This question relates to this question here.
I am running a similar model as in that question, but at the last line I would like to have 7 predicted columns (i.e. change the dataset in a way that in the first case the new dataset group=0, in the second group=1, etc.
# Code from the original question
library(dplyr)
year <- rep(2014:2015, length.out=10000)
group <- sample(c(0,1,2,3,4,5,6), replace=TRUE, size=10000)
value <- sample(10000, replace=T)
female <- sample(c(0,1), replace=TRUE, size=10000)
smoker <- sample(c(0,1), replace=TRUE, size=10000)
dta <- data.frame(year=year, group=group, value=value, female=female, smoker=smoker)
# cut the dataset into list
table_list <- dta %>%
group_by(year, group) %>%
group_split()
# fit model per subgroup
model_list <- lapply(table_list, function(x) glm(smoker ~ female*group, data=x,
family=binomial(link="probit")))
# create new dataset where group =1
dat_new0 <- data.frame(dta[, c("smoker", "year", female)], group=0)
dat_new1 <- data.frame(dta[, c("smoker", "year", female)], group=1)

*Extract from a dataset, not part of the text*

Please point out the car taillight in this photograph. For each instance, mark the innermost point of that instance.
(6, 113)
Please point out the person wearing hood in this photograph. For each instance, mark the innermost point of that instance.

dat_new2 <- data.frame(dta[, c("smoker", "year", female)], group=2)
etc.
pred0 <- predict.glm(dat_new0, type = "response")
pred1 <- predict.glm(dat_new1, type = "response")
pred2 <- predict.glm(dat_new2, type = "response")
etc.
Instead of doing this by hand, I would like to use tidymodels somehow.
I think I would use broom for this. First, use nest()
to split your data into the groupings you want to use for modeling and then map()
over them to train your models:
library(tidyverse)
library(broom)
year <- rep(2014:2015, length.out=10000)
group <- sample(c(0,1,2,3,4,5,6), replace=TRUE, size=10000)
female <- sample(c(0,1), replace=TRUE, size=10000)
smoker <- sample(c(0,1), replace=TRUE, size=10000)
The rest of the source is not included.